Alasan pengancaman itu karena jurnalis Yasmin Alibhai-Brown, mengkritik politisi Inggris seputar kebijakan mereka terkait Hak Asasi Manusia, dan juga perempuan.

Terkait ancaman yang dilakukan seorang politisi Inggris terhadap seorang Jurnalis di akun Twitter-nya, Wina Armada Sukardi, Ketua Komisi Hukum dan Perundangan Dewan Pers menuturkan, terhadap pers nasional tidak boleh ada ancaman dari pihak manapun.

“Saya tidak tahu persis mengenai kasus ini. Akan tetapi, kalau di Indonesia terjadi kasus serupa, aturannya sudah ada dalam UU Pers Nomor 40 tahun 1999 Pasal 4. Aturan itu menyatakan bahwa terhadap pers nasional tidak dikenakan penyensoran, pembredelan atau pelarangan penyiaran,” ucap Wina, MinggU (14/11/2010).

Sensor di sini, telah diperluas. Jika dahulu UU hanya mencakup sebagian atau seluruh materi siaran pra produksi, kini diperluas menjadi semua tindakan dan ucapan yang sifatnya mengancam dari media manapun. “Jika ada yang melanggar, maka ia akan dikenai ancaman 2 tahun penjara dan denda 500 juta rupiah,” ucapnya.

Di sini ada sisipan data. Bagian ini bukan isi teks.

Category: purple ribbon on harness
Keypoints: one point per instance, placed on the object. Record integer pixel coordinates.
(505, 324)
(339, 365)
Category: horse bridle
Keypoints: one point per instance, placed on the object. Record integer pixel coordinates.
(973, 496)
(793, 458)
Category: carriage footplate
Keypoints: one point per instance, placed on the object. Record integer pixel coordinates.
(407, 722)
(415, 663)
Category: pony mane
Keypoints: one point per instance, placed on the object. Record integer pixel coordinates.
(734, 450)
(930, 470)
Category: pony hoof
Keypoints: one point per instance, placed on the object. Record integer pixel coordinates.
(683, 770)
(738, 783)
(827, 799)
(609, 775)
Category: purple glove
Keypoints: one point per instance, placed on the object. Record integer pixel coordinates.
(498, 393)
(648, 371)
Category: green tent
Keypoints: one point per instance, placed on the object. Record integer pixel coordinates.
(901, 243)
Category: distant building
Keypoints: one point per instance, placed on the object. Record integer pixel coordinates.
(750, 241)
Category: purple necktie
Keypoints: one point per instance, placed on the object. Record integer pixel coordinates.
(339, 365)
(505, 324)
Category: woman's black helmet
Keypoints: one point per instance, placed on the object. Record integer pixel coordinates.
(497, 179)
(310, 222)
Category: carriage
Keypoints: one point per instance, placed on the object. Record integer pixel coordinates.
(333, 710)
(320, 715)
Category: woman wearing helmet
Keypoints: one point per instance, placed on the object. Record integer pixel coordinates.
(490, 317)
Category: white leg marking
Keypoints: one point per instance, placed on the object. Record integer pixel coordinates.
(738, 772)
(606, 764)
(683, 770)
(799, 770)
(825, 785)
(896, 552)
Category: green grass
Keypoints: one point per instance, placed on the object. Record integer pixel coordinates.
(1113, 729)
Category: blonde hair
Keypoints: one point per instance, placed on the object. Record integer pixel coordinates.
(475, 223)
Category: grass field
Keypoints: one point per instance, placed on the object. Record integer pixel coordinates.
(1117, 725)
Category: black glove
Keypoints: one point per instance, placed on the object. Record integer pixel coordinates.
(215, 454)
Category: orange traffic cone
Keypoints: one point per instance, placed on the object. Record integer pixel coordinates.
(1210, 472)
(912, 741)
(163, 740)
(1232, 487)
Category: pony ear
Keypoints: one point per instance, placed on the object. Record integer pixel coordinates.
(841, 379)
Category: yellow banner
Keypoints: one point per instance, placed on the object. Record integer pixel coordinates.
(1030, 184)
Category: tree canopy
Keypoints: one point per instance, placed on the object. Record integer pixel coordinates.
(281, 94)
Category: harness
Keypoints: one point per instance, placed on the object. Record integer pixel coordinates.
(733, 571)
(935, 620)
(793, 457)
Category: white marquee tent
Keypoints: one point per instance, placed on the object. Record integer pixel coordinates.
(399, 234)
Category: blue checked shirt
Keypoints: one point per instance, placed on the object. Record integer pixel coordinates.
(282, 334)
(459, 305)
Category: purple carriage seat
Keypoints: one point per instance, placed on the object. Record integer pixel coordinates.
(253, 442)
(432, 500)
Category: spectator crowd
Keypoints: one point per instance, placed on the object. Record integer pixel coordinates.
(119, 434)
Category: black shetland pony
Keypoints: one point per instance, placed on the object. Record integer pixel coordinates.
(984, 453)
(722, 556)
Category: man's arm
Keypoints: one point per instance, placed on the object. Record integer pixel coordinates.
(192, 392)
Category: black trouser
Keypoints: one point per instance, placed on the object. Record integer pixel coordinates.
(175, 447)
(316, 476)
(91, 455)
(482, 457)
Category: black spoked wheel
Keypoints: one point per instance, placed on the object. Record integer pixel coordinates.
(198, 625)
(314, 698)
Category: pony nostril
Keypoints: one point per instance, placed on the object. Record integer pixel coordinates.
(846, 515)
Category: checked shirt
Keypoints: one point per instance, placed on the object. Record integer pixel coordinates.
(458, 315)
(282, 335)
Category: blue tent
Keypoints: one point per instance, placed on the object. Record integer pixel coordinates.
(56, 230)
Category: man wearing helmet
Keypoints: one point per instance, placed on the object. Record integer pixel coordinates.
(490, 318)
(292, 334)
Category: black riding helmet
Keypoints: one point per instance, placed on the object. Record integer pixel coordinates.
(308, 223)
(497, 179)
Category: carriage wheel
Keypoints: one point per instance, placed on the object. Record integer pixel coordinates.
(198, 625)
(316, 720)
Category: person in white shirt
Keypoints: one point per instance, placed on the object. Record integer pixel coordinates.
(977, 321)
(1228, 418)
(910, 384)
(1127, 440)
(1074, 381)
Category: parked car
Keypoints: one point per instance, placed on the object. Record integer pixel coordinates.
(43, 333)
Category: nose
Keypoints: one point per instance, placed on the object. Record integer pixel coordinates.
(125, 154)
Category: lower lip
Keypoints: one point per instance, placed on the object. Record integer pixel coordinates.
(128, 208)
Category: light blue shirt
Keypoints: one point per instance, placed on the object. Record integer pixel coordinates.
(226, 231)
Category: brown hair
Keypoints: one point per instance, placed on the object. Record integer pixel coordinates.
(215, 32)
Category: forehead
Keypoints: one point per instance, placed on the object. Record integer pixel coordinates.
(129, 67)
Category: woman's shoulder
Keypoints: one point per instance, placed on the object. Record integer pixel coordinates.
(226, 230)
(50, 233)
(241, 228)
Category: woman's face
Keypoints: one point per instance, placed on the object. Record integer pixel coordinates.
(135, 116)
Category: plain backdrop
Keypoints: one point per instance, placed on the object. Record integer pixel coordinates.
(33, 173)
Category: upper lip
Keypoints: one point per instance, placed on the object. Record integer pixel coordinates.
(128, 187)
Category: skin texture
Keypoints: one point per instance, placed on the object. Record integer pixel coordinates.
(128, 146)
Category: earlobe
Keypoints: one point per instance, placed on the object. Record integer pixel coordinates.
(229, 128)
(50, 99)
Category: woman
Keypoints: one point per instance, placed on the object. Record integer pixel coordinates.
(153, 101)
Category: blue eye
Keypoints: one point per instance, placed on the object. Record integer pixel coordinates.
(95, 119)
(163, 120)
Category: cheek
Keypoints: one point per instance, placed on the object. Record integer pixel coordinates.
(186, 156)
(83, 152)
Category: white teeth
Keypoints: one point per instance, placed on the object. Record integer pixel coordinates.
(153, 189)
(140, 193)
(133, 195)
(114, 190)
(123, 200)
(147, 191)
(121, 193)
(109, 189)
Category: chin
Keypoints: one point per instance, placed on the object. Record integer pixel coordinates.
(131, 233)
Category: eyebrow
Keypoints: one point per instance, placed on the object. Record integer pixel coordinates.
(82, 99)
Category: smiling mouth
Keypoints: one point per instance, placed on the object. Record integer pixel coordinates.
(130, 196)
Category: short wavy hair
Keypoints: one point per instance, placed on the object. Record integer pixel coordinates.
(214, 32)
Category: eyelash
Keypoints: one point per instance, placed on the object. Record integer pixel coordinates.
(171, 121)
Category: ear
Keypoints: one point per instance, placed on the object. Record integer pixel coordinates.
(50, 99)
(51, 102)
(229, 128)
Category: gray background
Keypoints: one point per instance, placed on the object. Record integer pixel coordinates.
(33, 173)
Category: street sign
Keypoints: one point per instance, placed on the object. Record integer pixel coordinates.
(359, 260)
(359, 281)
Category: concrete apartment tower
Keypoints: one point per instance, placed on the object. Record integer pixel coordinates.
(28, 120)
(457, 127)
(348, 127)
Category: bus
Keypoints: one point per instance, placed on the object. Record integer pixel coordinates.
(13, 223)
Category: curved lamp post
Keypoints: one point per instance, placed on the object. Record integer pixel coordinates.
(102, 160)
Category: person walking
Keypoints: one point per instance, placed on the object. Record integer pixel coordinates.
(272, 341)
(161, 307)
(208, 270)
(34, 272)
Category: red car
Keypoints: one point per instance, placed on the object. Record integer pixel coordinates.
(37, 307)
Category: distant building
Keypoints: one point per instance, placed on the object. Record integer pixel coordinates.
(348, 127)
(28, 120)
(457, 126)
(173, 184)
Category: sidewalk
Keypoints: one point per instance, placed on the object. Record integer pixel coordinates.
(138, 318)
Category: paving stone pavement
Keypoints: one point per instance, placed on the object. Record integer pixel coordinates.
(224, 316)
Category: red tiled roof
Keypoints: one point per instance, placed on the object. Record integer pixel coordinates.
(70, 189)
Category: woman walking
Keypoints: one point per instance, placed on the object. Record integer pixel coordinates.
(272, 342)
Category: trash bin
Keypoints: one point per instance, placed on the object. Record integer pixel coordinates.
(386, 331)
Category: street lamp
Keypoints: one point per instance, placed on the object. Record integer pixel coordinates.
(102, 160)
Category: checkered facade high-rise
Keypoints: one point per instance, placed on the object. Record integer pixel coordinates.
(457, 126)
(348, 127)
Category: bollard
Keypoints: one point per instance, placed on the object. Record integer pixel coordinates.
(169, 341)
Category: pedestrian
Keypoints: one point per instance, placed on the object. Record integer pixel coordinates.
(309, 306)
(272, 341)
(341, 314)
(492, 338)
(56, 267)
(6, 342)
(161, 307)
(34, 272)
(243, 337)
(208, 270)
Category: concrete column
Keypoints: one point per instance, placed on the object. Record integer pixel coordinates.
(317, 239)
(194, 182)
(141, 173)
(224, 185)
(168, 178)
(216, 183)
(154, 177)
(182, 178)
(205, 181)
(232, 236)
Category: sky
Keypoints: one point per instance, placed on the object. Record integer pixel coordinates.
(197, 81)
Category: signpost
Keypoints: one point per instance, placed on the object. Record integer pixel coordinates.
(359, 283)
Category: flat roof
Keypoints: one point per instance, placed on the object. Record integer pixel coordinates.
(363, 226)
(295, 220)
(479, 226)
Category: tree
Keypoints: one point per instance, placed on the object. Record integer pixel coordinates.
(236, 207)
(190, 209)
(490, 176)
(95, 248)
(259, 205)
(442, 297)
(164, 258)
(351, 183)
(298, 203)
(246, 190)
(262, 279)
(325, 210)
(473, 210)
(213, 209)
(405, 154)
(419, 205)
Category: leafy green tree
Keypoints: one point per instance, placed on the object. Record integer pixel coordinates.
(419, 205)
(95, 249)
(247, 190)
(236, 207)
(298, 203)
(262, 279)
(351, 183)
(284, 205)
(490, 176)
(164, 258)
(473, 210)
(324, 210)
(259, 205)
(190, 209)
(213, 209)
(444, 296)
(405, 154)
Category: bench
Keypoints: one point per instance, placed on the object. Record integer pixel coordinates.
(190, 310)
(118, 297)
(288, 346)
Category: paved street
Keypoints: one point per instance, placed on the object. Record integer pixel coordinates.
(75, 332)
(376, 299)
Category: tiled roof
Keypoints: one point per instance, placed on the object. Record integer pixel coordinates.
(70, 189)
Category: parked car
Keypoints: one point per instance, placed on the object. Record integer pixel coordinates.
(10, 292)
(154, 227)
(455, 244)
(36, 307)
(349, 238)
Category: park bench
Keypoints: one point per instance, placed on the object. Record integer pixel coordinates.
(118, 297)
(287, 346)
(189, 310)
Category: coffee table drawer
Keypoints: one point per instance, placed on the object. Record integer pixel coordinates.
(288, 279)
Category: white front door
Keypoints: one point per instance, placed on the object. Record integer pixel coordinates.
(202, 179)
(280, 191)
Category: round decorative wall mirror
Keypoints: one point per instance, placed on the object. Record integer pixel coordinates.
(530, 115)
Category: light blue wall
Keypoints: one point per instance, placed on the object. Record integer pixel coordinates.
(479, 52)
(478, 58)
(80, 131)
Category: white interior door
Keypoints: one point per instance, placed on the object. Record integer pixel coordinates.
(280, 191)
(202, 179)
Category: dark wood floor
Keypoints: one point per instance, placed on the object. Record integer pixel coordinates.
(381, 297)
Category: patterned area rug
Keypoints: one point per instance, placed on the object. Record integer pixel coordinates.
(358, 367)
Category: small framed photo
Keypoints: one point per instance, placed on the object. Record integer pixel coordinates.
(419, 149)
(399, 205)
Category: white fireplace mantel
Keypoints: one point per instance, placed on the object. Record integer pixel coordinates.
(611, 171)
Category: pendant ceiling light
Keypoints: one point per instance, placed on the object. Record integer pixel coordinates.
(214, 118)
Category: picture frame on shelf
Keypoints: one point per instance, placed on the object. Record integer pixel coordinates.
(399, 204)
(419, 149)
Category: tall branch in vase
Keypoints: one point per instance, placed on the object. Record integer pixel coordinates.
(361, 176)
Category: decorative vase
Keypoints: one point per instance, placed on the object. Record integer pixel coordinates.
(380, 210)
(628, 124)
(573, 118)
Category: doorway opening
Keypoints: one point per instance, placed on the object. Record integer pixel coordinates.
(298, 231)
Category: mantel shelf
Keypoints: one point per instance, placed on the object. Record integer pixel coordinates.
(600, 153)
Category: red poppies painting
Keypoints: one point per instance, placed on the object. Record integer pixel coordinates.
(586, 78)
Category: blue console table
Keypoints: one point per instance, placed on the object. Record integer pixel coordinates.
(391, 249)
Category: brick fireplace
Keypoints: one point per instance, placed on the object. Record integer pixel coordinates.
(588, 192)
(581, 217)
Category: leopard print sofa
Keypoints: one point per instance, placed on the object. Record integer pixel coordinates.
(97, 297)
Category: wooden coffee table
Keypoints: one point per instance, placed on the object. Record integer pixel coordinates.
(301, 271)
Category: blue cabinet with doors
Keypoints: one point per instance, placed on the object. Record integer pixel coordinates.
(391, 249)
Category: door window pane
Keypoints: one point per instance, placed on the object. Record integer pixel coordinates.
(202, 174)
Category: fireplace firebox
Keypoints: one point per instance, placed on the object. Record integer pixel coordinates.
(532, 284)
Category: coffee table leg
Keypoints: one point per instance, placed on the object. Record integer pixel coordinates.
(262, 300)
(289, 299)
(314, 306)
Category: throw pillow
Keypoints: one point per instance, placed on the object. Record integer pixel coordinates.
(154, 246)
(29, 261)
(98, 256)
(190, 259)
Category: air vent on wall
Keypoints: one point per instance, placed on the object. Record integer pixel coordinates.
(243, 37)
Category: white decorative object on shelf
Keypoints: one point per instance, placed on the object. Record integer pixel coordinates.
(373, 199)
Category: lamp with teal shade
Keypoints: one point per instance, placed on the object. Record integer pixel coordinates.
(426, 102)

Selain itu, kata Wina, di dalam UU Pers Pasal 8 juga disebutkan bahwa dalam melaksanakan profesinya, wartawan mendapat perlindungan hukum dari UU ITE dan KUHP. “Kalau hal serupa terjadi di Indonesia, maka pelaku dapat dikenai hukuman,” ucapnya.

Lebih lanjut Wina menjelaskan, UU Pers bukan merupakan delik aduan yang hanya bisa diproses jika ada aduan terlebih dahulu melainkan delik umum. “Tanpa adanya aduan dari pihak lain, jika ditemukan pelanggaran, dapat langsung ditindak,” ucapnya.

Menurut Agus Sudibyo, yang juga anggota Dewan Pers, yang harus digarisbawahi adalah bahwa media sosial seperti Twitter di Indonesia belum jelas, apakah ia merupakan ruang publik, ruang komunitas, atau ruang pribadi.

“Sebaiknya, di luar masalah teknologi, perbedaan pendapat itu harus diselesaikan dengan pendapat juga dan dilakukan secara beradab. Jangan dengan kekerasan,” kata Agus. “Argumentasi sebaiknya dibalas dengan argumentasi juga,” ucapnya.